Zac Purton has relinquished the title of Hong Kong’s champion jockey to Joao Moreira – a position he has held for the previous three seasons – but the competitive Australian believes he can snatch it back in 2021-22.
Despite falling behind the Brazilian in the battle for the premiership 152 winners to 123, the 38-year-old has still had a campaign that is the envy of all others, including victories in the Group One Hong Kong Cup aboard Normcore as well as the lucrative International Jockeys’ Championship.
As Purton approaches the final meeting of his season – he’s suspended for the last two fixtures – he remains optimistic the wheel can turn back in his favour.
All it takes is a slight drop off from Moreira’s biggest stables – Caspar Fownes and John Size have been fighting for the title – and an uptick in performance from his main trainers and Purton can envisage a scenario where he claims his fifth championship.
“It just comes down to the support, whether the stables are going to get behind me and give me that opportunity,” he said.
“Things can change quickly here. Caspar and Size both pushed for the championship this season so their horses are going to be a bit higher in the ratings and that’ll level things out a little bit as well.
“All in all, I can see things being a little bit better next season. Hopefully I’m right.
“Obviously Joao had the support this season and I had the support the season before.

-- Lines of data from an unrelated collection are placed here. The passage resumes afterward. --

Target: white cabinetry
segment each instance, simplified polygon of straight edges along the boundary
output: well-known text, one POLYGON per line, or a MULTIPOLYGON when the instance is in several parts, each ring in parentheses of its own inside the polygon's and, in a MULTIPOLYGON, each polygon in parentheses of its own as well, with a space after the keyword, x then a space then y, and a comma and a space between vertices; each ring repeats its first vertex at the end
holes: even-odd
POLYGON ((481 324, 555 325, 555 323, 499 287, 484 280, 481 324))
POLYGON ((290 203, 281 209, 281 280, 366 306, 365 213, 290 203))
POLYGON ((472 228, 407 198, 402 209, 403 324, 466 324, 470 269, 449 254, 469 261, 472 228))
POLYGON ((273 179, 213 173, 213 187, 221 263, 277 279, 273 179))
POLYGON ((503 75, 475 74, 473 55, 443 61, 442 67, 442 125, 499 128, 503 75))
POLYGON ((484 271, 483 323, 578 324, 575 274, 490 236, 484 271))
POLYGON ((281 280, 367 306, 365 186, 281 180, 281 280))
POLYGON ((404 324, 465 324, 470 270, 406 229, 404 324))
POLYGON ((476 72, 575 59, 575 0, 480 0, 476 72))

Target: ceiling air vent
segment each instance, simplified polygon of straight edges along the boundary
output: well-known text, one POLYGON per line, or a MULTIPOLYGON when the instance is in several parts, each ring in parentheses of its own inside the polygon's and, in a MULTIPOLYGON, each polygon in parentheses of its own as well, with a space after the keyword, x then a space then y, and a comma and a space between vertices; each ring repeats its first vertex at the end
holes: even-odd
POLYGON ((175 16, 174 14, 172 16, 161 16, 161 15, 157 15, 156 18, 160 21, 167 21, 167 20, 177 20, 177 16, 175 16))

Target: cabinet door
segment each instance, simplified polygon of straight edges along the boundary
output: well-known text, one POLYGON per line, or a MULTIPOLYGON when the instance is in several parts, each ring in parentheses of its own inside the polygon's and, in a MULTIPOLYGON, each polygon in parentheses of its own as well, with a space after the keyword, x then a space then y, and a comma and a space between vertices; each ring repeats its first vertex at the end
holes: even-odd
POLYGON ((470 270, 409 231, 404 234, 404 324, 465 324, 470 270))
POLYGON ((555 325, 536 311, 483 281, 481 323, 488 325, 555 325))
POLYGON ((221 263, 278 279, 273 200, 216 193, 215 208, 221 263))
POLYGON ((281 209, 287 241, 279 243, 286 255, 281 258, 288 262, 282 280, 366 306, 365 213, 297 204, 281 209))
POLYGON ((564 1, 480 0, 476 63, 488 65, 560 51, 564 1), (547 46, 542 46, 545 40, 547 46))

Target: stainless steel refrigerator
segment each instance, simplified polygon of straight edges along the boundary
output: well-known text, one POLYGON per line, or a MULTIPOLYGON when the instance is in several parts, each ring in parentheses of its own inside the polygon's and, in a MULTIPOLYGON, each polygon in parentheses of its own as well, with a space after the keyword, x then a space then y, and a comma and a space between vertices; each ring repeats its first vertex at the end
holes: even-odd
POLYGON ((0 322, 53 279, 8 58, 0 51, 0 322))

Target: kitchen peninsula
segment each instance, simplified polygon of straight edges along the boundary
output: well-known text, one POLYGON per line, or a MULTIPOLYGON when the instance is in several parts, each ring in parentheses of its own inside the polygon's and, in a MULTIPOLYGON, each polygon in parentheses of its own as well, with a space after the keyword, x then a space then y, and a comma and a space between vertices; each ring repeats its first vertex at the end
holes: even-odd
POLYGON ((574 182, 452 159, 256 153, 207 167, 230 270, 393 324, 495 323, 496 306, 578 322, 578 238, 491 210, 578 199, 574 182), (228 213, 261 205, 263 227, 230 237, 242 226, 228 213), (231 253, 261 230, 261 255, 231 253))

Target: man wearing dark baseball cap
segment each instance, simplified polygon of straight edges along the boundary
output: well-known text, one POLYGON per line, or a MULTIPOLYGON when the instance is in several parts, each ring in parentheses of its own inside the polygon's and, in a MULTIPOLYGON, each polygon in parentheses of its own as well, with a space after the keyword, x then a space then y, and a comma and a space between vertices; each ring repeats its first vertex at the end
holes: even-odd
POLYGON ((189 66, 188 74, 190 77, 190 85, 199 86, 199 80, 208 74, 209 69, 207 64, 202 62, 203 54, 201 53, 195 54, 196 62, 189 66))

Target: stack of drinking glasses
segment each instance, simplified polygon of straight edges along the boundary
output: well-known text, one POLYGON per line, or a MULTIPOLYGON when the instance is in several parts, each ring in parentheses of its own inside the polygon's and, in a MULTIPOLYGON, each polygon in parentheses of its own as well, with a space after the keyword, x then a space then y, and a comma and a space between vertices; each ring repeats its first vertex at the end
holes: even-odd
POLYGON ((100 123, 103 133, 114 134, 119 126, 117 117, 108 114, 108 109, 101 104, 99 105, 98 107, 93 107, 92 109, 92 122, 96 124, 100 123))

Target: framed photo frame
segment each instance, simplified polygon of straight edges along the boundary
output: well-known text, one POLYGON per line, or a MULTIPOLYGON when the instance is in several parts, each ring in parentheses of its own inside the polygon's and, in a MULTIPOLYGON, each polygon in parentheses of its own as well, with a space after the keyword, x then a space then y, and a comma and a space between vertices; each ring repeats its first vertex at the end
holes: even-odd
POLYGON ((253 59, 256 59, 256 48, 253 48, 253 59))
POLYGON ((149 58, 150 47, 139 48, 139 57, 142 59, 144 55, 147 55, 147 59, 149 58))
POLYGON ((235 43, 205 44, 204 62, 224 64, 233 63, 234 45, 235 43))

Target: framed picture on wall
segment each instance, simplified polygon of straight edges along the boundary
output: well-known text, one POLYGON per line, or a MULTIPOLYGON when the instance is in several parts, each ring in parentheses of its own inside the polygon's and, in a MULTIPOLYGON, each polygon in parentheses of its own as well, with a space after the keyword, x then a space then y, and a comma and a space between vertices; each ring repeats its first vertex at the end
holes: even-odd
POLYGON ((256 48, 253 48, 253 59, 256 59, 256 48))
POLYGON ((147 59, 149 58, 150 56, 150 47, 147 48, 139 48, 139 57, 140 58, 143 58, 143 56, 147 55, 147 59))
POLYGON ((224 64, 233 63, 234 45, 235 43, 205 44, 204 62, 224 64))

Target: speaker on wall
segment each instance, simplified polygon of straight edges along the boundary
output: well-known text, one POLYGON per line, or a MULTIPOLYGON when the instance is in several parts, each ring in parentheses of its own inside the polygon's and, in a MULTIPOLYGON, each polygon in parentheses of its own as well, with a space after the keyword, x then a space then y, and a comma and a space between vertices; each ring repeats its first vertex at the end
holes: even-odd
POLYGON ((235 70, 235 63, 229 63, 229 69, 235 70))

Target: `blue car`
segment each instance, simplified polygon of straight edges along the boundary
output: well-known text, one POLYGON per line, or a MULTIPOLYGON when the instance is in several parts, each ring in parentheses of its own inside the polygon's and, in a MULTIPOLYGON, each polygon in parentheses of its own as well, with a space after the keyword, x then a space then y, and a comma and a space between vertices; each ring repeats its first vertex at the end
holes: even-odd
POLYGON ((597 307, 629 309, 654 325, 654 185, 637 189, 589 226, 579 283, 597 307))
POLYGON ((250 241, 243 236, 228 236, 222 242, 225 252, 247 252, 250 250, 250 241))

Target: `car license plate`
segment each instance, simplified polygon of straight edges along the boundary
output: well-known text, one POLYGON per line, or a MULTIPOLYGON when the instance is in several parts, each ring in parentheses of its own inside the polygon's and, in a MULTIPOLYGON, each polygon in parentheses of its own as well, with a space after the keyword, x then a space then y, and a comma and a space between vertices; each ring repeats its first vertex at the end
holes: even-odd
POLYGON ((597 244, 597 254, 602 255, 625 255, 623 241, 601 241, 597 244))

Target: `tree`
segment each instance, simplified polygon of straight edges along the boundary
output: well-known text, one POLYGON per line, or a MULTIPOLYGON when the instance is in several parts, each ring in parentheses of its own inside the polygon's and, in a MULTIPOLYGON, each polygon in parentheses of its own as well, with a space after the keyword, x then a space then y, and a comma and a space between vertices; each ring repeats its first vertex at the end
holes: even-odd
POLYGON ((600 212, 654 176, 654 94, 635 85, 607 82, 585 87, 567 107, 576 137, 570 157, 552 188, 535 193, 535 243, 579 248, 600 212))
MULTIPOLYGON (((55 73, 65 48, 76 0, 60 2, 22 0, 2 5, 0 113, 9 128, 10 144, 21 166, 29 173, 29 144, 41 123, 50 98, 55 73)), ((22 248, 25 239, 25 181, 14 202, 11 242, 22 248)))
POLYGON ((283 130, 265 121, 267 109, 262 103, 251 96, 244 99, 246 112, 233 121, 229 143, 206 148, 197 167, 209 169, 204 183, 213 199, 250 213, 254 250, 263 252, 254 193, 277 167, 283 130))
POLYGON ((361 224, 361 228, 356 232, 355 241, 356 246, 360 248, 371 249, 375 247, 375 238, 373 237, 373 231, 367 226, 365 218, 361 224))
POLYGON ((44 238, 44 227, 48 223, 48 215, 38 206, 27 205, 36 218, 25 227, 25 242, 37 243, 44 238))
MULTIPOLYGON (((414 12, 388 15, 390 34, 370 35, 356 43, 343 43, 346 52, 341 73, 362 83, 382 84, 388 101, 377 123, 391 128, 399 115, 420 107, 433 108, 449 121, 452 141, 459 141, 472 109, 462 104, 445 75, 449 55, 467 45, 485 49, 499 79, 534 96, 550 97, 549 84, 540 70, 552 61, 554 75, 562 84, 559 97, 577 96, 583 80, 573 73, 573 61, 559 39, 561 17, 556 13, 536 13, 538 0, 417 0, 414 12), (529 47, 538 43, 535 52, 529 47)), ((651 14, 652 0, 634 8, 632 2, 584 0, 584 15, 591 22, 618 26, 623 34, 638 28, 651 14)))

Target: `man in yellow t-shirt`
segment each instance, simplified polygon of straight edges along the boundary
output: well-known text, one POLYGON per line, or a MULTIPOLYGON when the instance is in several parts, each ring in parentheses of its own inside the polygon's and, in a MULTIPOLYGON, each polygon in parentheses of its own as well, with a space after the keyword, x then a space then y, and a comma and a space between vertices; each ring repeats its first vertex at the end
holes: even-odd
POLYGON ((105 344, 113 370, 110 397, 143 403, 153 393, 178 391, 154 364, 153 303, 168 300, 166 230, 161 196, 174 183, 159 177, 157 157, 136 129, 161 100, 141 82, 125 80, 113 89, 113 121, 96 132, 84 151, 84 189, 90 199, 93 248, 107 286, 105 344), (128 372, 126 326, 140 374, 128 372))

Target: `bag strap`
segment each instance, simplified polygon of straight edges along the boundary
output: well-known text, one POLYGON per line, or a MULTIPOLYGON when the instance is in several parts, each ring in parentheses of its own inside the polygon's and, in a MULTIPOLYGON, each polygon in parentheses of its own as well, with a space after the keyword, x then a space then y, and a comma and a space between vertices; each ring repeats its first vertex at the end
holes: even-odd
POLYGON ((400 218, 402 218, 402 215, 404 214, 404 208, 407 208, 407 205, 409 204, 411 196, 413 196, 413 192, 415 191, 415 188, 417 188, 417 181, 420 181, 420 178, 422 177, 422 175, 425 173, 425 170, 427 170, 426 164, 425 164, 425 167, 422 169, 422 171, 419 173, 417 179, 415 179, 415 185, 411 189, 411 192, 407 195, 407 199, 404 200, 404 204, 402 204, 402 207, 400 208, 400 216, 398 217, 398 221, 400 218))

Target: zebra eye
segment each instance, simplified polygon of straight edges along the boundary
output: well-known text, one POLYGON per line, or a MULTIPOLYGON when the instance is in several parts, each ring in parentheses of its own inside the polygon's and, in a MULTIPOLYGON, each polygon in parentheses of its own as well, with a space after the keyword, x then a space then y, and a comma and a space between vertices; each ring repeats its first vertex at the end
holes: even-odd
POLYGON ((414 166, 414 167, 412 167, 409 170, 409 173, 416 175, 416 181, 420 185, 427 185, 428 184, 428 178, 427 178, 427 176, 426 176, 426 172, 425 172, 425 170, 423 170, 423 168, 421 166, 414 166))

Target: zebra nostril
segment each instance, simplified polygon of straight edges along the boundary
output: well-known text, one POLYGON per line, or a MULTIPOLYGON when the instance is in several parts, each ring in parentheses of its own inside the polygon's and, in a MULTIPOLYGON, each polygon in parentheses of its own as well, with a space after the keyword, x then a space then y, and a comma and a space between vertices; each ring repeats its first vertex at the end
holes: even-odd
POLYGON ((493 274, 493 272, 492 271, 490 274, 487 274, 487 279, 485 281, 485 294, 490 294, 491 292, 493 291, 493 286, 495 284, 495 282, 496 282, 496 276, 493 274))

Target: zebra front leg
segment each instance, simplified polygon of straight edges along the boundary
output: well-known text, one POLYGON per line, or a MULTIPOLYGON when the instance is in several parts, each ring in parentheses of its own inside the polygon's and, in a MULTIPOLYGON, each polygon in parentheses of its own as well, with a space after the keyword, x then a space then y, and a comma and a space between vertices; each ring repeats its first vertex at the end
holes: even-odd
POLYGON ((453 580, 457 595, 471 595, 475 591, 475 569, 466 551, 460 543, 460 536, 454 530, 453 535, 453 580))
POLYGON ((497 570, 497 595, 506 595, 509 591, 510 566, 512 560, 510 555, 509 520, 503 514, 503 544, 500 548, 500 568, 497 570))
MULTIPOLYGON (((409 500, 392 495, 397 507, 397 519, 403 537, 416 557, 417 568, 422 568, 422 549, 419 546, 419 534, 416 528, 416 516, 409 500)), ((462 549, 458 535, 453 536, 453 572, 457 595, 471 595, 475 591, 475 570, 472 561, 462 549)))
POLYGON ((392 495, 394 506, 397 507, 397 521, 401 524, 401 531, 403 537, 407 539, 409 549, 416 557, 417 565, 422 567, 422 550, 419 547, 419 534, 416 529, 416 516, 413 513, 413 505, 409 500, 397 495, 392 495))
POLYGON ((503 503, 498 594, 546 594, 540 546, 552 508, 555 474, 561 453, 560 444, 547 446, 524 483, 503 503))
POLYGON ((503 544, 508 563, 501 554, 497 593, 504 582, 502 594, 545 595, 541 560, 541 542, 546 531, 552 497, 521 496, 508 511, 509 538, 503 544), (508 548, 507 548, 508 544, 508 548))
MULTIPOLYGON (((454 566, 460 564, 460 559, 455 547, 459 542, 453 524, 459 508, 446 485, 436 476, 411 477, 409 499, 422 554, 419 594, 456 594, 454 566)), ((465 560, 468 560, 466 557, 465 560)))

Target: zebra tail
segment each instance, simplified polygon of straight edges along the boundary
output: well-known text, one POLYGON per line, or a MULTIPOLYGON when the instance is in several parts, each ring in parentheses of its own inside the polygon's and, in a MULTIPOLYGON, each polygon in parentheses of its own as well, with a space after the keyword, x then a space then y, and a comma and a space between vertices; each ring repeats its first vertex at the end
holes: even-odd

“It’s just been one of those seasons – you throw in being injured and being sick and everything seems like it has gone wrong but when I look back and the amount of winners I’ve ridden, the big races I’ve won and the IJC as well, you can’t not be happy with the season.”
Instead of pushing for a fine after a careless riding charge last week, Purton opted to take the suspension in the hope that an extra week off can help his body recover and ensure he gets off to a fast start when the new term rolls around in September.
“I’ll have a freshen up, come back and you’ve just got to get the ball to bounce your way at the start and you get going,” he said.
“I’ve just got to be healthy and fit, injuries just make it so difficult. You can’t train properly, you don’t feel as good. I just need to get a bit of momentum – I had no momentum at the start of the season, I had no momentum through the middle of the season and it’s just the way things go sometimes. But that’s part and parcel of being an athlete in any sport, it doesn’t matter if it’s me or anyone else.”
Purton heads to the Valley on Wednesday night with a strong book of eight rides, including the Jimmy Ting Koon-ho-trained Hong Kong Bet, who finished second last start after dropping back to Class Three.
The sprinter stays in that grade for the Hawthorn Handicap (1,200m) and should get a lovely run from barrier two.
“His last run was very good – I thought we had the race. We were able to sneak into a nice spot from an awkward gate, saved a lot of ground and I was waiting for him to launch late. The leader is not known to be a strong horse inside the final 200m but for whatever reason last time he kept kicking and he made it hard for my bloke,” Purton said.
“He ran well, he’s got a good gate, he should get a good run again and he should be a good chance.”
Frankie Lor Fu-chuen’s Everyone’s Delight relished the step up to the extended mile last time out, leading all the way, but he is likely to have a bit more competition for the front with Telecom Fighters also engaged.
Purton has options after landing the inside alley and is keeping an open mind about how to approach the Class Three Holly Handicap.
“I’ll just see what Frankie wants to do,” he said. “Obviously he was effective last time in front but he got to control the race at favourable sectionals so he’d need to do that again but the horse has obviously appreciated going up in distance and we’re starting to see the best of him now.”